Do It Yourself Tile Floors: Cutting Marble And Granite Tile

Because granite and marble tiles are costly, it is important to know how to cut them properly.

Granite and marble are the undisputed finest members of the tile family. These mined stones have distinctive veining that adds a regal touch to a room. Furthermore, they will last a lifetime once installed, requiring virtually no upkeep to maintain their exquisiteness. When homeowners remodel their houses, they can make no better choice than using marble or granite floor tile. Either choice will substantially increase the value of the property. However, these stones are as costly as they are desirable, by far more expensive than more common ceramic tiles. The cuts necessary for most installations can easily go awry if the wrong tools are used, ruining expensive tiles. For this reason, it is important to educate yourself about the proper equipment for trimming pieces to the appropriate size.

Tile Cutter

Because of the weight and thickness of marble and granite tiles, it is usually very difficult and time-consuming to use manual cutting tools. Experts recommend using an electric tile cutter, otherwise known as a wet saw, to make the majority of your cuts. Not only does it reduce the time spent trimming straight edges, but it is also the only accurate way of making complicated cuts. In other words, if you have to shape a tile to fit around a toilet base or plumbing fixture, handheld tools will be useless to you. For a one-time project, save yourself the high price of buying a wet saw. Most major home improvement stores allow customers to rent them for $35 to $40 a day, so consider this option. Read the instruction manual carefully before operating the machine, remembering to wear heavy gloves and eye protection while you work. Although this machine is designed to cut down on the amount of splintering that occurs during cutting, sharp fragments can and will scatter everywhere. Take the machine outside or into the basement to make cuts.
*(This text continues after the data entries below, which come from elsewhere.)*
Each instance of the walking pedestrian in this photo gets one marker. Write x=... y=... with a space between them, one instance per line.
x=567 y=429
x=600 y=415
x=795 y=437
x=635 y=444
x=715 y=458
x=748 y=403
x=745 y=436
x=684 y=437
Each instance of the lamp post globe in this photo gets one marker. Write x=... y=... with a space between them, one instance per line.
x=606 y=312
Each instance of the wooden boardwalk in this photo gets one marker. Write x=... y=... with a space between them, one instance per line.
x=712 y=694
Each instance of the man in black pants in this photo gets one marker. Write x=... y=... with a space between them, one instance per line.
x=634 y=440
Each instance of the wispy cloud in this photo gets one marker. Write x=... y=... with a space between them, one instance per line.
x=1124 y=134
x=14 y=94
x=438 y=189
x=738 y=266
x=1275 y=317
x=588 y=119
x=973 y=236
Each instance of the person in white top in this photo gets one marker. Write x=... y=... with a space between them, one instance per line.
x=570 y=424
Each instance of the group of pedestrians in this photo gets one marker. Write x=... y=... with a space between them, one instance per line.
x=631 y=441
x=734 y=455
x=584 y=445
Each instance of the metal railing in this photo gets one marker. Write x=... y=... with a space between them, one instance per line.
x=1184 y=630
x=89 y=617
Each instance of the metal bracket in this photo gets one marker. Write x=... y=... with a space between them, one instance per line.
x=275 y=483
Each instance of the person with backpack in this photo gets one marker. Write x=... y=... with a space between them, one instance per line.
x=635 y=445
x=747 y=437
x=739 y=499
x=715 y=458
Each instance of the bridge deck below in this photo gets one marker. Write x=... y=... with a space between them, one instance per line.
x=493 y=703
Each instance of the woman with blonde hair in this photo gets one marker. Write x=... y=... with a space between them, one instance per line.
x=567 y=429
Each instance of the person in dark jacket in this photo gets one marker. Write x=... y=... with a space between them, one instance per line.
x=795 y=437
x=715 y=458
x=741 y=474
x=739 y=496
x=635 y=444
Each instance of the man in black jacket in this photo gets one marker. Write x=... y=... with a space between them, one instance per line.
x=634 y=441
Once you have measured each piece that needs to be cut, lay it on the wet saw's tile platform. Water is necessary to wet the tile and blade, both of which can otherwise become dangerously hot when exposed to friction. The water will also keep the tile from cracking or kicking up excess dust during the cut. To prepare the saw, place the pump connected to the saw's hose at the base of a bucket of fresh water. To make sure that it is set up correctly, turn on the machine and watch for a spray of water around the blade. Next, consider practicing your cutting technique with a scrap of tile. Use the measuring bar on the platform to line up each cut and guide the tile into the blade. Remember to keep your fingers well away from the saw blade, since it can do serious damage even though it looks dull when the power is off. Once you have finished this, you can move on to trim work.

Small Tools

Once a tile is cut with the wet saw it will have a slightly jagged edge that needs to be smoothed out. Use a heavy grade sandpaper (80-grit, for example) to work out major kinks, working down to a fine grade (like 400-grit). To achieve an expert-quality finish, follow up with a polishing wheel. In this way, the cut edge will look very similar to the edges from the store-bought tile. If the tile has corners cut into it, there may be bits of tile remaining here. To remove this undesired excess, you will need a hand-held tool called snippers. Operate these like tongs to grab and pinch off the tile bits. These tools are also ideal for removing miniscule amounts of tile edging in areas too small for the wet saw or other tools to be effective. For example, consider using snippers to bite off bits of tiles that will surround small pipes of faucets. It takes more hand strength to cut tile in this way, but you will find it much less frustrating than trying to shave a sliver off the piece with the saw.

Scouring Tool

Finally, you are likely to find that none of these tools is appropriate for some necessary cuts. One example would be the area where the toilet plumbing connects to the drain beneath. If you take up the toilet to run tile underneath it, you may find that this hole falls directly in the center of a piece of tile. The wet saw cannot make this cut without starting from the edge, and the snippers have no way of reaching. In order to cut this hole without damaging the perimeter of the tile, you will need to use a scouring tool. This piece of equipment, similar in design to a glasscutter, is made to cut a weak spot into the tile. By scouring along the edges of the hold you need cut, you provide the tile with a seam to break on. You can remove the centerpiece by gently -- very gently -- tapping it with a piece of wood. Make sure that you provide support for the rest of the tile piece, or it may crack in the wrong places from the pressure.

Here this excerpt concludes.